Photo by Gwénaël Le Vot
Serves 2
1½ cups almond flour
1 teaspoon baking powder
¼ teaspoon kosher salt
⅓ cup almond milk
2 large eggs
1 tablespoon pure maple syrup
1 teaspoon vanilla extract
Olive oil, for frying
In a medium bowl, whisk together flour, baking powder and salt. In a small bowl, whisk together almond milk, eggs, syrup and vanilla. Pour wet ingredients into dry and stir. If batter is too thick, stir in more milk, 1 tablespoon at a time, until it reaches desired pouring consistency. If it’s too thin, sprinkle in more flour, 1 tablespoon at a time, until desired consistency.

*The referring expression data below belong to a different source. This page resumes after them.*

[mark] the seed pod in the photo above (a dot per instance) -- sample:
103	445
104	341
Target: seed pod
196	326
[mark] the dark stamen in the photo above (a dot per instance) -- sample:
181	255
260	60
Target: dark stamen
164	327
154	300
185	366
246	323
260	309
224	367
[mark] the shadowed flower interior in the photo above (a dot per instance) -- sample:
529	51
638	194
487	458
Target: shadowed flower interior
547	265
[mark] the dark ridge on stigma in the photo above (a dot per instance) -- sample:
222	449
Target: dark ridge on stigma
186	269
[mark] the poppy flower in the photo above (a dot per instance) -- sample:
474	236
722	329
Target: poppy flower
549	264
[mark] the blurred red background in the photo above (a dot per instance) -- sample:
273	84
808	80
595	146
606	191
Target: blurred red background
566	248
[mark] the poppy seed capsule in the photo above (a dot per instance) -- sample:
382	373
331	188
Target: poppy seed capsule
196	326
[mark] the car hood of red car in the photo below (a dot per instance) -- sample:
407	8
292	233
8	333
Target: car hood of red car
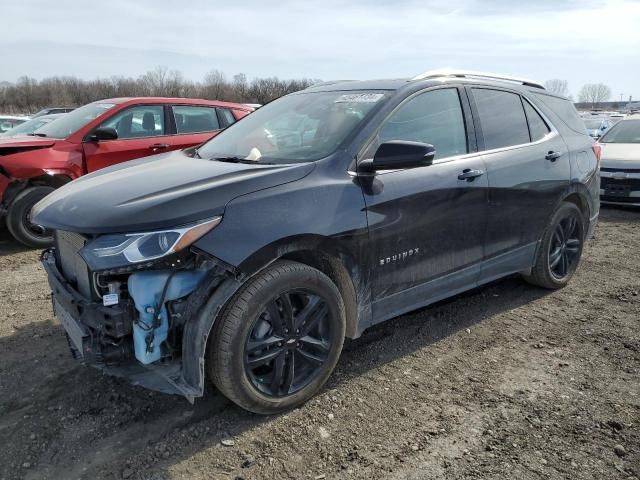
162	191
26	141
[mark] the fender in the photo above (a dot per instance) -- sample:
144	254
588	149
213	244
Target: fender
11	187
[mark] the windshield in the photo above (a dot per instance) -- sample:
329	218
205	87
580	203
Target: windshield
301	127
27	127
627	131
73	121
593	124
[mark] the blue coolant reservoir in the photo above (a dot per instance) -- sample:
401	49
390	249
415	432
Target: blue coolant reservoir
146	289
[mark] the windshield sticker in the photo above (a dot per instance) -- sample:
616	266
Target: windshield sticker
359	98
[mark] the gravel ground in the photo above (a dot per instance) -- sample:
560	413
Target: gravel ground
508	381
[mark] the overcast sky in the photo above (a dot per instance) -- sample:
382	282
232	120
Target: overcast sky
582	41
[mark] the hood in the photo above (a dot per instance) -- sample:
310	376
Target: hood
156	192
27	141
620	155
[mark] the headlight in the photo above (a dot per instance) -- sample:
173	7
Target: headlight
118	250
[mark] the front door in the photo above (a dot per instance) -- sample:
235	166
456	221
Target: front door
426	225
141	132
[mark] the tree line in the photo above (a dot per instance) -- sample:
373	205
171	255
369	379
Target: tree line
593	93
28	95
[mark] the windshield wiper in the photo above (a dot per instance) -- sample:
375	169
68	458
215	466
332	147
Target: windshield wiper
232	159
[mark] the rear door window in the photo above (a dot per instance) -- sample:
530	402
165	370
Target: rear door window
195	119
564	109
502	118
226	117
537	126
138	122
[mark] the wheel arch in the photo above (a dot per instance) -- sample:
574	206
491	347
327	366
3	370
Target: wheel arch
17	187
322	253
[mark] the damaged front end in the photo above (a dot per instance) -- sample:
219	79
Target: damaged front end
125	307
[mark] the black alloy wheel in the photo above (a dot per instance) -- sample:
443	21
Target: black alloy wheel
560	248
564	247
278	338
289	343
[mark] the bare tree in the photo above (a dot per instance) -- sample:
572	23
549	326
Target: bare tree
28	94
556	85
214	85
594	93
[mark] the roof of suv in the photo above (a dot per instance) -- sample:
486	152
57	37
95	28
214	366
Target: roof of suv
182	101
436	77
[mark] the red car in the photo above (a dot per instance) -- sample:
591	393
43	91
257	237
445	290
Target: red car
95	136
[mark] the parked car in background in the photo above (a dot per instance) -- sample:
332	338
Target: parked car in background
7	122
30	126
596	127
248	260
52	110
95	136
620	164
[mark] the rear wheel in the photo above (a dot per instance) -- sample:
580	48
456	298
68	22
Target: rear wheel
278	339
19	218
560	250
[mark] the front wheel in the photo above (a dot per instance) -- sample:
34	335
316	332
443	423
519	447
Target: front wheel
279	338
560	250
19	219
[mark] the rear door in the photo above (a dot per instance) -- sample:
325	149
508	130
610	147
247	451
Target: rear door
142	131
195	124
528	170
426	223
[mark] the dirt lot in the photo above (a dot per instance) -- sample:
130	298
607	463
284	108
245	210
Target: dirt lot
508	381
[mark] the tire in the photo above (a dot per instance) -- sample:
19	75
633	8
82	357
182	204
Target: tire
251	325
18	218
562	241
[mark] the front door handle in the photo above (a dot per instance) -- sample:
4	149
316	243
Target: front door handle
553	156
469	175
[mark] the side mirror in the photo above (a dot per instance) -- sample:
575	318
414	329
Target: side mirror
103	133
399	154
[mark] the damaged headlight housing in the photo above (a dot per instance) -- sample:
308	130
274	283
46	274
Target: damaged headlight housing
122	249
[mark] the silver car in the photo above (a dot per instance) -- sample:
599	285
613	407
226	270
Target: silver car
620	163
596	127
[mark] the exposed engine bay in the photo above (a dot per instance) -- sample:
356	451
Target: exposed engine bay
130	321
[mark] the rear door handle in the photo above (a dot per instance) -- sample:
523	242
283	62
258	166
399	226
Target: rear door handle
553	156
469	175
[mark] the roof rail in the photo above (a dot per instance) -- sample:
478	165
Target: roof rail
472	74
327	83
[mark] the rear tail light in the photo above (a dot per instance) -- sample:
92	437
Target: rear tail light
597	150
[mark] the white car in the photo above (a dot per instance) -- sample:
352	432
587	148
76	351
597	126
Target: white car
620	163
8	121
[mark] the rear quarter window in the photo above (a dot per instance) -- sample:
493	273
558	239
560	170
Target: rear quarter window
564	109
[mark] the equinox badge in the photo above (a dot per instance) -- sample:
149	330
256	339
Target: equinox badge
399	256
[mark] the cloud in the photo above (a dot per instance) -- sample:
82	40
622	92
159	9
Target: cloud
581	41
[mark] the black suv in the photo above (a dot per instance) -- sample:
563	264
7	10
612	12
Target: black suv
249	259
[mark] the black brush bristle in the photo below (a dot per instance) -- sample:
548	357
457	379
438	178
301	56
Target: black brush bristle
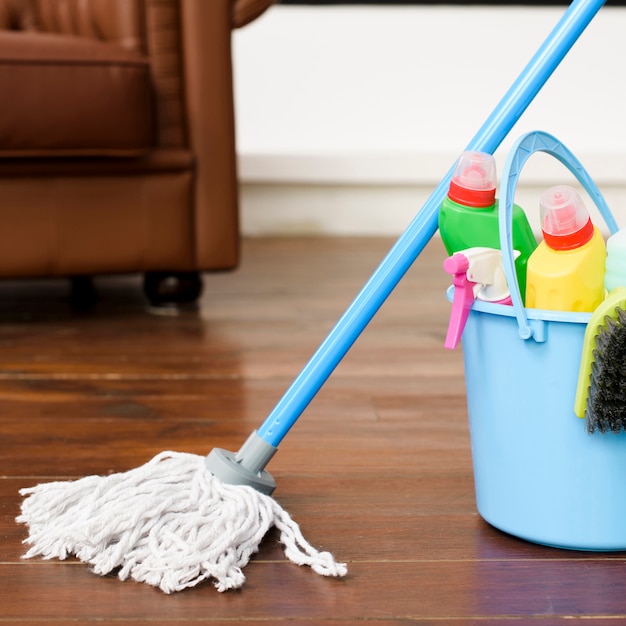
606	404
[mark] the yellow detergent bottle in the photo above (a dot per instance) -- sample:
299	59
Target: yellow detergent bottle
566	270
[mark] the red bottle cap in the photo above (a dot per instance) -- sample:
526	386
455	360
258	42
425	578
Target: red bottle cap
565	221
474	180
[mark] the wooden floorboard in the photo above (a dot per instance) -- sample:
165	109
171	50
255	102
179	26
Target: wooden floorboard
377	470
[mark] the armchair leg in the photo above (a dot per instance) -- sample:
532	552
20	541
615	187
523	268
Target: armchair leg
83	294
172	289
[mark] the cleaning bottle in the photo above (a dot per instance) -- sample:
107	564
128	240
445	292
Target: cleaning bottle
468	216
566	271
615	266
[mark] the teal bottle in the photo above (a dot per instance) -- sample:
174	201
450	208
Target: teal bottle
468	216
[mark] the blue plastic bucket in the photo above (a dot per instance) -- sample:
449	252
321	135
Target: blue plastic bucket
538	474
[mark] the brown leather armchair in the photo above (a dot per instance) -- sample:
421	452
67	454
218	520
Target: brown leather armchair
117	139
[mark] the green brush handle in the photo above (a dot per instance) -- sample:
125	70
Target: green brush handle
616	299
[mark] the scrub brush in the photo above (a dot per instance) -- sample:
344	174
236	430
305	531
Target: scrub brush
601	389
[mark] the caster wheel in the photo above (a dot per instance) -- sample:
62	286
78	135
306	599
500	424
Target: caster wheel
172	289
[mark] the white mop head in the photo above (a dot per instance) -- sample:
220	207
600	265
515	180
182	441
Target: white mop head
169	523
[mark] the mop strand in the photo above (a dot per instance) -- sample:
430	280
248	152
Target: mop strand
169	523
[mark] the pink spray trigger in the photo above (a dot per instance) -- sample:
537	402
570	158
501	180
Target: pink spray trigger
457	265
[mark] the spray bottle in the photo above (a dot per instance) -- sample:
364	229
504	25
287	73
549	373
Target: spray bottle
477	274
468	217
566	271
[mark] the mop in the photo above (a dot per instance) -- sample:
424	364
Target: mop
181	519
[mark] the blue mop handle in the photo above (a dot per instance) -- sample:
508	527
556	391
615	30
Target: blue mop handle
423	226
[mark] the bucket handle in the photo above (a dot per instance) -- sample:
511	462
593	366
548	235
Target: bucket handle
523	148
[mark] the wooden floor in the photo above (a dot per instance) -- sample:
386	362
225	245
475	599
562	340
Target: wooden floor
377	470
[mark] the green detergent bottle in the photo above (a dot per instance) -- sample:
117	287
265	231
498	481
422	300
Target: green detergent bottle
468	217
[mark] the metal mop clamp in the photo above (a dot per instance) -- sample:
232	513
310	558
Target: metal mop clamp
180	518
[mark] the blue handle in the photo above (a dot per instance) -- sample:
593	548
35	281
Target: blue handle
521	151
423	226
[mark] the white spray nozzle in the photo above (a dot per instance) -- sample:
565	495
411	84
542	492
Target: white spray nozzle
477	273
485	268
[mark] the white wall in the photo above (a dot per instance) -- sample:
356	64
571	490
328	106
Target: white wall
348	116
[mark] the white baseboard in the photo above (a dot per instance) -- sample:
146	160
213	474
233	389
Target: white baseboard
379	196
349	116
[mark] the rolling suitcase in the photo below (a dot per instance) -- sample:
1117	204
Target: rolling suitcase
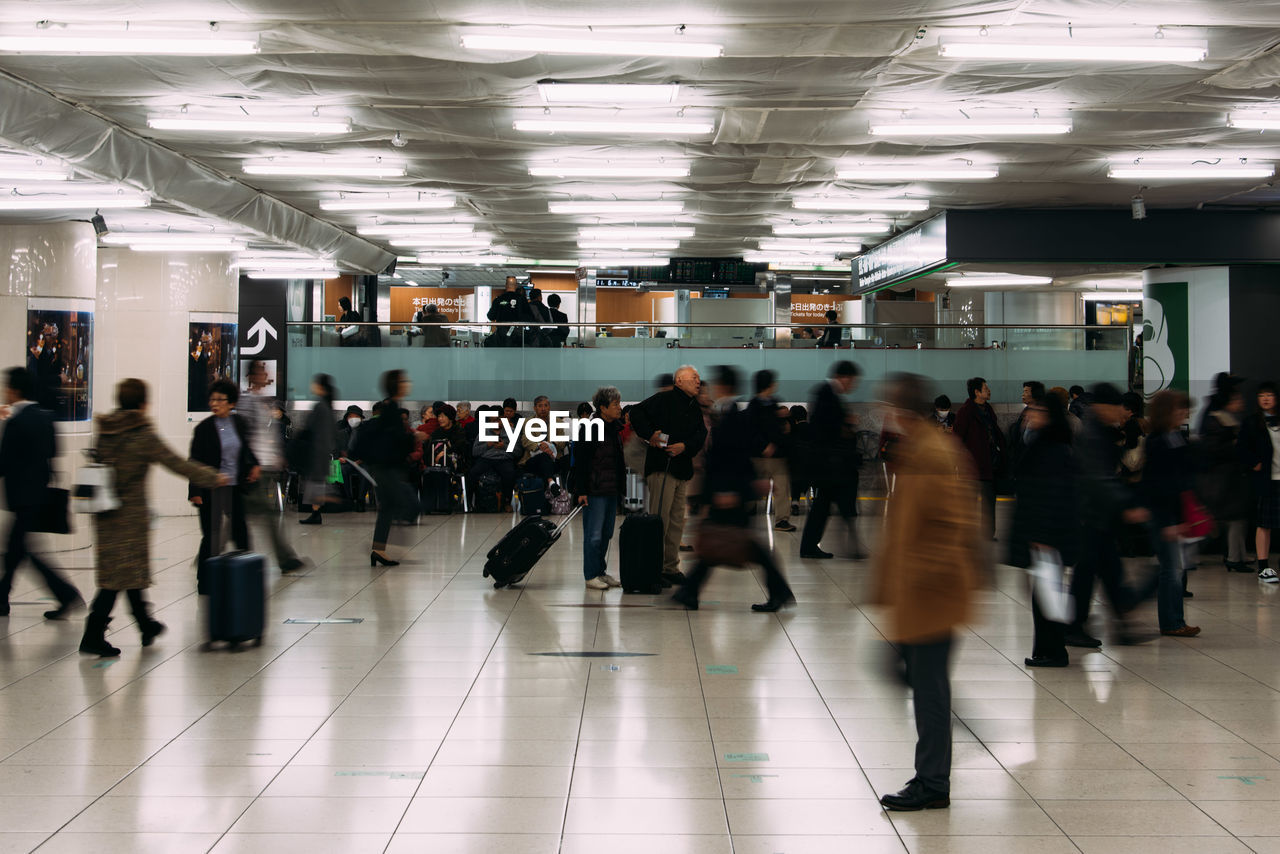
516	553
440	491
237	593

Brush a nonstick skillet with oil over medium heat. Using a ¼-cup ladle, scoop or measuring cup, pour batter into heated skillet. Cook 1–2 minutes per side until brown. (Almond flour pancakes will darken quicker than pancakes made with regular flour.) Serve warm with honey butter, if desired (see below), and maple syrup.
Honey butter
Makes about ¾ cup
8 tablespoons (1 stick) unsalted butter, room temperature
⅛ teaspoon kosher salt
¼ cup honey
Mix all ingredients in a medium bowl until smooth. Transfer to a small bowl, and cover with plastic wrap until ready to use. Refrigerate for up to 2 weeks. Add honey butter to pancakes, waffles, toast, biscuits, vegetables and sandwiches.